Soweit eine entsprechende schriftliche Einwilligung der Erziehungsberechtigten vorliegt, wird das Ergebnis der schulärztlichen Untersuchungen an die vom Kind besuchte Kindertageseinrichtung durch die Schul- oder Amtsärztin oder den Schul- oder Amtsarzt übermittelt.

(2) Kinder, die noch nicht schulpflichtig sind, können auf Antrag der Erziehungsberechtigten zu Anfang des Schuljahres in die Schule aufgenommen werden, wenn sie im laufenden oder im folgenden Kalenderjahr das sechste Lebensjahr vollenden. Die Entscheidung trifft die Schulleiterin oder der Schulleiter auf der Grundlage einer Untersuchung durch eine Schul- oder Amtsärztin oder einen Schul- oder Amtsarzt, zu der auch eine Schulpsychologin oder ein Schulpsychologe herangezogen werden kann, und nach Durchführung eines Beratungsgesprächs mit den Erziehungsberechtigten. Bei der Untersuchung von Kindern, die erst im folgenden Kalenderjahr das sechste Lebensjahr vollenden, ist eine Schulpsychologin oder ein Schulpsychologe hinzuzuziehen. Vorzeitig aufgenommene Kinder werden mit ihrer Aufnahme in die Schule schulpflichtig.

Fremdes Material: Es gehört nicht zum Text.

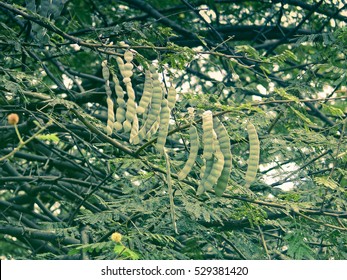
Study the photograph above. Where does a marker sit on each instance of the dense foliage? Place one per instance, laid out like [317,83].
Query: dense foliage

(3) Die bei den Kindertageseinrichtungen vorhandenen personenbezogenen Daten des Kindes über den Entwicklungsprozess und den Entwicklungsfortschritt können, wenn und soweit dies zur Erziehung und Förderung des Kindes in der Schule erforderlich ist, von der Schul- oder Amtsärztin oder dem Schul- oder Amtsarzt anlässlich der schulärztlichen Untersuchung sowie von der Schulleitung im Rahmen des Aufnahmeverfahrens herangezogen werden. Eine Heranziehung dieser Daten bis zum Ende des ersten Schulhalbjahres der Klassenstufe 1 ist zulässig, wenn sich nach Abschluss des Aufnahmeverfahrens Anhaltspunkte ergeben haben, dass dies zur Erziehung und Förderung des Kindes in der Schule erforderlich ist. Die Erziehungsberechtigten werden durch die Schulleitung über die erfolgte Heranziehung der personenbezogenen Daten ihres Kindes benachrichtigt.